The second biggest issue I've always had with RPGs deals with leveling up the characters. All manner of numbers are associated with characters in an RPG, representing their health, strength, defense, agility, and whatnot. How survivable a battle is depends heavily on these stats which in many games lead to the dreaded level grind. Walk around an area to fight monotonous battle after battle to level up and increase your stats so you have some hope of walking through the next area where the endlessly attacking monsters are tougher than the ones you're currently grinding on. The challenge of the RPG is statistic-based, your character's stats vs. the monster's, and as such, I don't think level grinding is ever something that can be completely done away with. Note that I may have to amend this thought, as I vaguely remember Chrono Cross tackling the issue in an interesting way, and I invite examples of "grindless" games in the comments. Leaving that aside, the best way to deal with grinding is to hide it, and again I have to give Xenoblade a nod.

Xenoblade doesn't do away with the grind, but it does make it goal-oriented which, for me at least, makes the effort much more palatable. If you've played the game, you know it's loaded with NPCs who give you quests. Most are "fetch this" or "kill so many of these" but the best ones send you after a miniboss-like unique monster and involve you in a short side-story. They combine the world-building effort of engaging the player in the lives of the world's inhabitants with sending you off to kill monsters and thus, raise your level. Running aimlessly around an area fighting beasties is something I can only do for so long. But playing Xenoblade, I'd lose entire days on these side quests and happily look for more. Final Fantasy XIII had much the same grip on me during the Gran Pulse section. The fact that both of these games had fast-paced and engaging battle systems didn't hurt either!

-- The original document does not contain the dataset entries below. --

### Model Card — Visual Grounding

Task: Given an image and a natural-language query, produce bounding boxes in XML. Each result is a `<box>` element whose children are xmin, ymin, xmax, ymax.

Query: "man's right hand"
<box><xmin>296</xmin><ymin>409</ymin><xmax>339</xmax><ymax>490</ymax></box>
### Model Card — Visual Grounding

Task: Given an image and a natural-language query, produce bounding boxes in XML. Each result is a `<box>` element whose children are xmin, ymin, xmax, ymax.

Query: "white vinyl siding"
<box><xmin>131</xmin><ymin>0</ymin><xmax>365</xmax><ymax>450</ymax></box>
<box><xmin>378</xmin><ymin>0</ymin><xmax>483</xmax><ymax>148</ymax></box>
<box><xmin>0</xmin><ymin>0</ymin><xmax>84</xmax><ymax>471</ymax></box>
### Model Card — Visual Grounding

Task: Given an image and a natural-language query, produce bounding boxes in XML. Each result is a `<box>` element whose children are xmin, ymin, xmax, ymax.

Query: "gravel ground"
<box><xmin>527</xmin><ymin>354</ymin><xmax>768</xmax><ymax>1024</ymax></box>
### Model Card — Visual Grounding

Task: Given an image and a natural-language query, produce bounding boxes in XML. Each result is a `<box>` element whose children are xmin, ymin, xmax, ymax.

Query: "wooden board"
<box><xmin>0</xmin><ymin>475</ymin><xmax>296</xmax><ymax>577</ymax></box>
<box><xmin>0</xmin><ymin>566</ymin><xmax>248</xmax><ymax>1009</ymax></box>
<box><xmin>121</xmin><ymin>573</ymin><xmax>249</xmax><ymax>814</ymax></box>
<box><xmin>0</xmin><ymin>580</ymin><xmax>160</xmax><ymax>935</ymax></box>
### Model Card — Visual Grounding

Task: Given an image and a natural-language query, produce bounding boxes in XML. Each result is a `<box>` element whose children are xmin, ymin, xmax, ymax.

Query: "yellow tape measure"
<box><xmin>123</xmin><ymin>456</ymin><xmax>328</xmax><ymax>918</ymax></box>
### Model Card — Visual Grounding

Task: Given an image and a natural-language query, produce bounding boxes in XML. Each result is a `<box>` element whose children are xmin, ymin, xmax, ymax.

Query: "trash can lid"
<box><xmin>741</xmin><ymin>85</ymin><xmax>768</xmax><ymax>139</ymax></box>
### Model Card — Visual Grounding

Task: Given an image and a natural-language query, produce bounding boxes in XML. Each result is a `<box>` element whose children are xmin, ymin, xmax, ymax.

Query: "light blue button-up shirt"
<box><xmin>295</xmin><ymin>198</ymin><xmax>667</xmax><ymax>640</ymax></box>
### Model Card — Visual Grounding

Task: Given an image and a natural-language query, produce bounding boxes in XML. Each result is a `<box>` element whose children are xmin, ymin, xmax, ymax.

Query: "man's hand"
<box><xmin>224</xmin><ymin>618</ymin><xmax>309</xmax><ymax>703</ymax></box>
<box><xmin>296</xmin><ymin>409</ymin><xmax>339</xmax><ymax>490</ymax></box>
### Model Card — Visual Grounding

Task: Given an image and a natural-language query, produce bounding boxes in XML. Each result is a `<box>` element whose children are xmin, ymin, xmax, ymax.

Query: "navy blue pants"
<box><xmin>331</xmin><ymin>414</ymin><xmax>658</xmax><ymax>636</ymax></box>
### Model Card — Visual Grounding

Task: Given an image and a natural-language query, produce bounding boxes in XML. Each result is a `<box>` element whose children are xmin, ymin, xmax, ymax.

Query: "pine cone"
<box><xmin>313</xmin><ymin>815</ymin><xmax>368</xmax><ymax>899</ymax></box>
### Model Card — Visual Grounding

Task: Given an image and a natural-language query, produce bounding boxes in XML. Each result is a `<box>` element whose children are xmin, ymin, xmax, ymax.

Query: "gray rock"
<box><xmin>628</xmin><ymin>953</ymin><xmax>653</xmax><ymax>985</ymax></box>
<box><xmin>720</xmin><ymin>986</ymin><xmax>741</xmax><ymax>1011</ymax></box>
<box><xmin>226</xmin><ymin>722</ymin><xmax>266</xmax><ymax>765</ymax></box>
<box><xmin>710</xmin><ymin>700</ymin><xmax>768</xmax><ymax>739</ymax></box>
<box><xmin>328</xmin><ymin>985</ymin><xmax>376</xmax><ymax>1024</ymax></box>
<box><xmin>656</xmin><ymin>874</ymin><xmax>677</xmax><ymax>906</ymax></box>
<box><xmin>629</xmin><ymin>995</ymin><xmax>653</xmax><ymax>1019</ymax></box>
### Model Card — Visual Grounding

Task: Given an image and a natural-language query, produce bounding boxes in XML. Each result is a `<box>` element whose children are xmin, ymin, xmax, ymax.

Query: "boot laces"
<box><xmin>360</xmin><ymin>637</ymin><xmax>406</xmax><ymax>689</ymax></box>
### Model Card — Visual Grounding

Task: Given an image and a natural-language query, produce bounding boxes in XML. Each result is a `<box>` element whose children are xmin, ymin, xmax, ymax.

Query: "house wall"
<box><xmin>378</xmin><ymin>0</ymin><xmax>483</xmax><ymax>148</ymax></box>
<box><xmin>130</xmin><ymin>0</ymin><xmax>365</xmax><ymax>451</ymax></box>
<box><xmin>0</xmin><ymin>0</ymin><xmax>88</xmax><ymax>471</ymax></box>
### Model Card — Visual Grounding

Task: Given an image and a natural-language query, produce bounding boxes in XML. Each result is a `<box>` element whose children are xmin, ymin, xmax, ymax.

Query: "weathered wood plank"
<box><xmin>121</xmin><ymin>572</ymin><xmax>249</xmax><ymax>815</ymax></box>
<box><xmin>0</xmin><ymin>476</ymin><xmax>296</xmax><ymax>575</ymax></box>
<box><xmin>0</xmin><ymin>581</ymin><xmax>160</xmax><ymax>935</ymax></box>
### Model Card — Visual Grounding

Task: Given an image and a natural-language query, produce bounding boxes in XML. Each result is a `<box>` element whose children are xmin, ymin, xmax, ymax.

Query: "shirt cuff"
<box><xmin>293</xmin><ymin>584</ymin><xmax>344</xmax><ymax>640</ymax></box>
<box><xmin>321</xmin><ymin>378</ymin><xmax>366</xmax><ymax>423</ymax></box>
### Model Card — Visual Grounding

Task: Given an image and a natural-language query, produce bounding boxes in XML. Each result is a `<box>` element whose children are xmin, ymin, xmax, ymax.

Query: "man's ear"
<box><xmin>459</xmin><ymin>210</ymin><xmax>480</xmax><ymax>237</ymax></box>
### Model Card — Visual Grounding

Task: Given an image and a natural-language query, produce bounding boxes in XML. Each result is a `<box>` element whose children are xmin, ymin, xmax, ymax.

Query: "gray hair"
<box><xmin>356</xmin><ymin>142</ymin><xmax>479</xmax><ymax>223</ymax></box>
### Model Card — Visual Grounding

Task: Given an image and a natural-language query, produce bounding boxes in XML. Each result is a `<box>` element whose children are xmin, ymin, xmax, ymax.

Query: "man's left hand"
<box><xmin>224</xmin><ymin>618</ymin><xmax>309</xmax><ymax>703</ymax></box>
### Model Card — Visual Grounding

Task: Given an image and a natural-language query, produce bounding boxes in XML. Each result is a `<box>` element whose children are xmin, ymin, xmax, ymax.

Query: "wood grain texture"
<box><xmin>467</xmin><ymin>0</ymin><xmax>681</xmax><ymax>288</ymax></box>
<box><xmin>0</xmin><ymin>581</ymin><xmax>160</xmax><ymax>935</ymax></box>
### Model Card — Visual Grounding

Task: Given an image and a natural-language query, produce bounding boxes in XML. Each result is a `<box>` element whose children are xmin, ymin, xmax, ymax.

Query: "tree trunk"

The final subject I'm touching on concerns what happens when you die. Failure is always an option and older RPGs like Breath of Fire III punish you for it. Auto-saving was not a feature of older games and forgetting to save or simply failing to reach a save point could result in hours of slow progress gone in an instant. Whatever gear you collected is lost. Whatever levels you gained grinding monsters are gone. Whatever cut-scenes you sat through must be watched again. Old school RPGs could certainly make a player risk-averse! A long crawl through a tough dungeon, low on supplies and magic points, searching for the next save point, was an unnerving experience. This isn't necessarily bad, as building tension can be a desirable effect, but the downside of dying and having to recover all of that lost ground has caused more than one player to call it quits (but never me, I'm far too stubborn).

How a game deals with death should really depend on how it wants the player to behave. If the game is intended to challenge players with surviving intimidating, monster filled gauntlets, then death should carry significant consequences. On the other hand, if a game invites gamers to explore, satisfy their curiosity, and take risks, then death should carry no penalties. Other games have taken an even more experimental approach to dying. Breath of Fire: Dragon Quarter, the fifth and final game in the series, presented players with very tough enemies early on, gleefully killing them off to encourage restarting the game in a sort of new game plus mode. Some experience would carry over, new story scenes would unlock, and new areas of the game would even become available. It was an odd hit-or-miss approach to say the least, but at least it didn't feel stagnant.

Playing an old game like Breath of Fire III back to back with something as forward-thinking as Xenoblade shows clearly that RPGs are indeed advancing, experimenting, and smoothing out the rough edges of their experiences. The changes aren't consistent from game to game, and a whole 'nother case could be made for character and story tropes. Some experiments go awry, but the genre looks pretty healthy to me. I just want to see more of it.